Long-answer questions let you write more than plain text. Here's what you can include and how.

Written by Kat Morgan

When a lesson asks a long-answer question, you have more tools than just a text box. You can paste in maths, drop in an image, sketch a diagram, or upload a photo from your phone.

Opening a lesson

From your home page, click into the classroom that has the lesson, then click Resume (or the lesson title) to open it.

The student home page with a learning activity grid, Resume learning section and My Tutors section

A classroom page showing the lessons inside with Resume and Insights buttons

Inserting maths

Inside the answer box, type / to open a small menu. Pick Maths block for a multi-line equation or Inline math for something that sits in a sentence.

A maths editor opens. Type LaTeX, or click symbols from the picker if you're not comfortable with LaTeX yet. The result renders in your answer.

Examples:

  • x = \frac{-b \pm \sqrt{b^2 - 4ac}}{2a} for the quadratic formula

  • \int_0^1 x^2 \, dx for an integral

If you hit a wall on a symbol, the picker has the most common ones grouped by category.

Uploading a photo

If you've worked out a problem on paper, you can photograph it and upload it directly:

  1. Click the Upload icon in the answer toolbar.

  2. Either drag a file in, browse for one, or use the QR code to upload from your phone.

The image appears in your answer. Caption it underneath if you want to explain what's in the photo.

Drawing

If your device has a touchscreen or a stylus, you can sketch directly:

  1. Click the Draw icon in the answer toolbar.

  2. A canvas opens.

  3. Sketch with your finger or stylus. Use the colour and brush controls if you want.

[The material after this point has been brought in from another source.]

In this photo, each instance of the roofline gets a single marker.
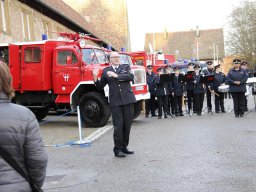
(30, 3)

  4. Click Done when you're happy.

The drawing becomes part of your answer.

What your teacher sees

Whatever you include (text, maths, images, drawings) is exactly what your teacher will see when they mark. Photo a working, type an explanation underneath, and your teacher gets the full picture.

Saving and submitting

Your answer saves as you write. You don't need to hit save before moving on. When you're ready, the page-level Submit button takes care of the rest.